Colin became a regular facet of my life when we started doing monthly improv comedy shows in Nottingham. To both of our surprises he was there almost every month. It is immensely satisfying to make your family laugh, and his distinctive laugh made me laugh too whenever I heard it. After the show we used to spend hours breaking down the set and Colin was always there helping and chatting. More recently we’ve gone straight to the bar for hours of conversation and silliness. I hadn’t realised for just how long and how deeply embedded Colin had become in that monthly event – not only for me and Marilyn, but for the rest of MissImp.
It’s also been very personally rewarding to have that support.
At times I worried that he was lonely – he was a single man living on his own in a, what’s a generous way to put this… untidy house. It sounded like a lonely life. Except it wasn’t: Colin was never defined so narrowly, we should judge Colin by his actions and the people he affected. And he did a lot. I didn’t know he used to drive an XR2i (dangerously), play bridge, hold patents, wear fancy dress at the gym, support several charities, accidentally slay kangaroos or be known as Flight Lieutenant Barnfather. It wasn’t just us who looked forward to seeing him, there was everybody else he saw at work, with the air cadets and in his insane fitness regime. We never see all of a person, just those parts of them that lie in our shared experiences.

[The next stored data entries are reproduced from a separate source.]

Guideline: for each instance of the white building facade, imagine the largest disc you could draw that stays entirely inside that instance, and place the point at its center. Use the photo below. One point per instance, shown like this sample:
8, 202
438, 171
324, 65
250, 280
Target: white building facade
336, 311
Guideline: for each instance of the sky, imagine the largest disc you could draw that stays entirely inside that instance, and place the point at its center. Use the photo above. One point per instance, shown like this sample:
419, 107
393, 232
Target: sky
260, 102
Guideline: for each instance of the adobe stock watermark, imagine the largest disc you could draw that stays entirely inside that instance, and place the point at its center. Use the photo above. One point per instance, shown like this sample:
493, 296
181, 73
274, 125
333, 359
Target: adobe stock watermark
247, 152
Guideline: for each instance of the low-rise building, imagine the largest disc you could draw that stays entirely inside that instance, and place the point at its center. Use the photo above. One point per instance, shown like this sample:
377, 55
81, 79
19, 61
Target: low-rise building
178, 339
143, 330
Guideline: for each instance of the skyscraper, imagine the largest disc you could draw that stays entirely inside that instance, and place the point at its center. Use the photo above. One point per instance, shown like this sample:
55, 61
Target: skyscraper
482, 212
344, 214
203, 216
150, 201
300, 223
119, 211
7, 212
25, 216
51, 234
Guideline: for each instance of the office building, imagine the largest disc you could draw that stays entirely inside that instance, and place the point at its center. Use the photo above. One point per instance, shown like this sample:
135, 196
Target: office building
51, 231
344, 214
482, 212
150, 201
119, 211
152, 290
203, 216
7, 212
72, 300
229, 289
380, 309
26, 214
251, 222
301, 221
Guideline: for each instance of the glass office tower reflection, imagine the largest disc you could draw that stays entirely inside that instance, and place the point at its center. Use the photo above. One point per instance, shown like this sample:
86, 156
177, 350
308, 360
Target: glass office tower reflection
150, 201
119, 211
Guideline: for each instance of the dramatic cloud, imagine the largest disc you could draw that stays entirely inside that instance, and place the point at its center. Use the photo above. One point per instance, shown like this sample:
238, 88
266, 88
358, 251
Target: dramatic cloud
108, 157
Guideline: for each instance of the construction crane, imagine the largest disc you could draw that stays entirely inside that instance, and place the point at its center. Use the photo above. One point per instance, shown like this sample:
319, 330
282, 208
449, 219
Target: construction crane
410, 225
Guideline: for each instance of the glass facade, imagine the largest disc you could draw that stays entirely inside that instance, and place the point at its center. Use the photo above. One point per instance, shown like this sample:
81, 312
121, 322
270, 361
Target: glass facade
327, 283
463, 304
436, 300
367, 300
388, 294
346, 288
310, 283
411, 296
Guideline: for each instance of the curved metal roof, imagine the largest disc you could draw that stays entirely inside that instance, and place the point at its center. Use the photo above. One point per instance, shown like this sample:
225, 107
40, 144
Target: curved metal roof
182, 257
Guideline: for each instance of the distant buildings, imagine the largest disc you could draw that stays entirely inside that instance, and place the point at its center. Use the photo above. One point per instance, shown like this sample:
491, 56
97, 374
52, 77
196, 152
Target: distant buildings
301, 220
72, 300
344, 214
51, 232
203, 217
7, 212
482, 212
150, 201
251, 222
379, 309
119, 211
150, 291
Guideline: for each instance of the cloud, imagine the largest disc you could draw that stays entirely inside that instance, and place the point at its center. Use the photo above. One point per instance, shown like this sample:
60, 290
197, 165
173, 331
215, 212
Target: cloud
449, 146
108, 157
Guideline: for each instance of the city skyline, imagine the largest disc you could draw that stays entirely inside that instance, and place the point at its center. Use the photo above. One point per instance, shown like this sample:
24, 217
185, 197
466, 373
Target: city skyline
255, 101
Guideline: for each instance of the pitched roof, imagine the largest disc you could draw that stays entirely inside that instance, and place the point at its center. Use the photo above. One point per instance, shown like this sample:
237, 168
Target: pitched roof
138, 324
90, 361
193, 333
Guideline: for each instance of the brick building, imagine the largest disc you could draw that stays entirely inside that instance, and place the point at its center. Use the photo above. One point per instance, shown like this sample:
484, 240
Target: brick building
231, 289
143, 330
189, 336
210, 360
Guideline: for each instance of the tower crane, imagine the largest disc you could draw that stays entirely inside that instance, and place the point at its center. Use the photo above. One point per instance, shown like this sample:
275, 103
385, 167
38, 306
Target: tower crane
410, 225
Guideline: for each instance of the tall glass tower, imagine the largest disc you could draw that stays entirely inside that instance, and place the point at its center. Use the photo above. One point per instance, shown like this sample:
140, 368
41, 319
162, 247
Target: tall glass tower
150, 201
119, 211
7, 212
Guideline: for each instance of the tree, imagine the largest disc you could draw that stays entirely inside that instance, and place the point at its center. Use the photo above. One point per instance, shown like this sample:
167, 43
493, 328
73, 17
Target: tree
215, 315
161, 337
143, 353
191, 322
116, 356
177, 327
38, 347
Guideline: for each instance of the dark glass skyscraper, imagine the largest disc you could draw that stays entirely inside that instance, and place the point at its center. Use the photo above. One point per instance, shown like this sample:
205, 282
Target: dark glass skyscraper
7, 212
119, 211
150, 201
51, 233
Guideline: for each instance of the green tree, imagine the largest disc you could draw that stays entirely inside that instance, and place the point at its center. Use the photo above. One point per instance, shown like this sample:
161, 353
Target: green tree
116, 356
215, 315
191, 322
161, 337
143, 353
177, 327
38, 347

In these past few weeks we have heard from so many people who loved Col just as much as we did and saw him even more often. I’m delighted (which is entirely the wrong word, but I don’t know what to use instead) to find that he affected so many people, made so many people happy with his cheerful, generous personality, that he was loved so widely for being exactly the person I loved.
We will all miss Colin. I will miss Colin. I want to thank you, Colin, for being yourself – it’s what I liked about you. That has always been inspirational to me – you can fit in without giving up anything you hold dear; it’s something worth knowing.